First up, occupying an unlikely middle ground between Vice D.I.Y pin-ups & the pride of Warrigal, The UV Race blitzed through one more set in their whirlwind weekend tour of Melbourne. However it took The Twerps’ post-Camp Lo Hum debut for the crowd interspersed about the stage to rival those jostling at the bar for $6 Lithuanian brews. Matching C86 twee-pop nous with dreamy strum-alongs, the four-piece are always a completely winning proposition with tonight no exception. Even with their straw-hat clad singer’s Malkmus-ian drawl occasionally drowned out, would-be-single Dance Alone shimmies like a long lost Shangri Las spoken-word classic as envisaged by Pavement, replete with flick-knives, nicked cardigans & boy troubles. One of my new favourite bands!
Presumably only the best acts are granted the gall to pen a self-titled anthem. And so it is with Super Wild Horses, who win over the assembled audience of honorary Lithuanians nigh on instantly via self reflexive yet completely beguiling refrains of Run with the Super Wild Horses. Amidst enthused instrument swapping, the night’s promised – œR.S.L vibe’ ended up more akin to a Baltic-centric house party, with good vibrations, shambolic dancing & empty stubbies lining every table.
Endearing, whichever band member wasn’t at the microphone would act as the secret cadence weapon for the other’s songs, adding the intermittent shouts & an invariable backdrop of floor-tom heavy drumbeats.
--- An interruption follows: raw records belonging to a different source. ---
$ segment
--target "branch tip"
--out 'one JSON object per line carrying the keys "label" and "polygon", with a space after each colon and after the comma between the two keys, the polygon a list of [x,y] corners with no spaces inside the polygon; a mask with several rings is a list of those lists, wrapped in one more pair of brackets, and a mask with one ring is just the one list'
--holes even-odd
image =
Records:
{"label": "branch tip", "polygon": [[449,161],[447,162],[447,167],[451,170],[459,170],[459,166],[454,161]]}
Minute long near acapella jam Blood, which once came across as a slightly dorky pep-rally chant is now entirely befitting of the Phil Spector & the Ronettes tag which adorns their lo-fi 7” debut. That is, if the Ronettes were to ever sit down & play Jenga with newly incarcerated Spector’s Wall of Sound, taking turns to steadily remove elements brick by brick until left with totally gnarly skeletal no wave girl-group pop.
It’s probably compulsory to conclude by predicting big things for Hayley and Amy in 2009, but it really doesn’t matter. As long as the Aarght! Records label can foot the $400 to hire out social clubs of post-Soviet states, tramcar restaurants or pizza joints, Melbourne will continue to benefit from the best R.S.L / D.I.Y nights in recent memory.